Decision: Build the question-aware retrieval layer as a local corpus + CLI flow first, not as an always-on service or mandatory MCP tool.
Rationale: Keeps the first version simple, debuggable, and aligned with current project scale.
Consequence: Runtime tool use is deferred, but the core retrieval contract must still be reusable later.
ADR-002: Separate retrieval from isolation
Status: Proposed
Decision: Search results are not passed directly to generation.
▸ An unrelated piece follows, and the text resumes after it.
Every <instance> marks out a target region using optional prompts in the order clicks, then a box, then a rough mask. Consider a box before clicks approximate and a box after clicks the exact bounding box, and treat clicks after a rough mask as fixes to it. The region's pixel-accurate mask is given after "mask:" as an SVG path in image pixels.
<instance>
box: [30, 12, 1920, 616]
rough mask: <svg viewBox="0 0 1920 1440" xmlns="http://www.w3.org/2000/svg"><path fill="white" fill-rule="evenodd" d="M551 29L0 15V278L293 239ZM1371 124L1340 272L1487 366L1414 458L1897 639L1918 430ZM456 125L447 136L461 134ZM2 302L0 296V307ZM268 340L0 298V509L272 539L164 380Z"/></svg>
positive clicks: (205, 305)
The system must have an explicit isolation step that produces a question-scoped bundle.
Rationale: This is the core lesson from the gap analysis and from systems like LinkAlign.
Consequence: We need both a ranked-search contract and a bundle contract.
ADR-003: Reuse existing inspect/dbt artifacts instead of inventing new raw metadata sources
Status: Proposed
Decision: M2 builds on target/inspect.json, dbt schema metadata, and lightweight local docs before expanding to broader external context sources.
Rationale: We already have enough local metadata to improve narrowing meaningfully.
Consequence: M2 focuses on shaping and retrieving context, not on a new ingestion platform.
ADR-004: Use deterministic lexical ranking as the default M2 search path
Status: Proposed
Decision: Start with field-weighted lexical/deterministic ranking rather than embeddings or hybrid vector search as the default.
Rationale: Current schema sizes are manageable, exact name matching is highly valuable, and deterministic scoring is easier to debug and validate.
Consequence: Embeddings may be added later if recall is insufficient, but they are not the baseline contract.
ADR-005: Explicitly defer speed and indexing optimization
Status: Proposed
Decision: M2 will not optimize for search performance. A simple Python function over local JSON/JSONL artifacts is acceptable if it narrows context well for the agent.
Rationale: The current corpus sizes are small enough, and the main risk is overbuilding retrieval infrastructure before proving the narrowing contract is useful.
Consequence: If retrieval quality proves useful and corpus sizes grow, optimization can be a later follow-up rather than a design constraint now.
ADR-006: Materialize a derived corpus on disk
Status: Proposed
Decision: Build a structured derived corpus, likely JSONL plus manifest files under target/context/.
Rationale: Keeps the retriever inspectable, rebuildable, and easy to consume from both Python and CLI paths.
Consequence: The corpus becomes a cache/build artifact, not a hand-authored source of truth.
ADR-007: Bundle output must support both structured and text consumers
Status: Proposed
Decision: The question-scoped bundle should include structured records plus a compact text rendering.
Rationale: Current generation code already expects text context; a text form avoids forcing a simultaneous rewrite of every consumer.
Consequence: The bundle contract must preserve enough structure for future tooling while remaining easy to inject into prompts now.
ADR-008: Defer runtime search_context tool exposure until after the M2 contract stabilizes
Status: Proposed
Decision: Do not make a new agent tool the primary M2 deliverable. Instead, design the retrieval engine so a future tool can wrap it directly.
Rationale: Tool exposure before the retrieval contract is stable creates two moving parts at once.
Consequence: M2 should still define the likely future tool shapes and keep CLI/core logic reusable.
ADR-009: Keep full-schema prompting as a fallback
Status: Proposed
Decision: Retrieved-and-isolated context becomes a preferred path, not an all-or-nothing hard dependency.
Rationale: Some current projects are small enough that full schema context is still acceptable, and we need a safe fallback while the retriever matures.
Consequence: Consumers need a clear fallback rule when corpus or bundle generation is unavailable.
ADR-010: Measure retrieval quality through downstream and retrieval-specific signals
Status: Proposed
Decision: Judge the system by both retrieval metrics (top-k table/column hit, bundle inclusion) and downstream text-to-SQL quality.
Rationale: Retrieval that looks good in isolation but fails to help generation is not enough.
Consequence: This initiative should connect to existing eval work rather than inventing a disconnected success metric.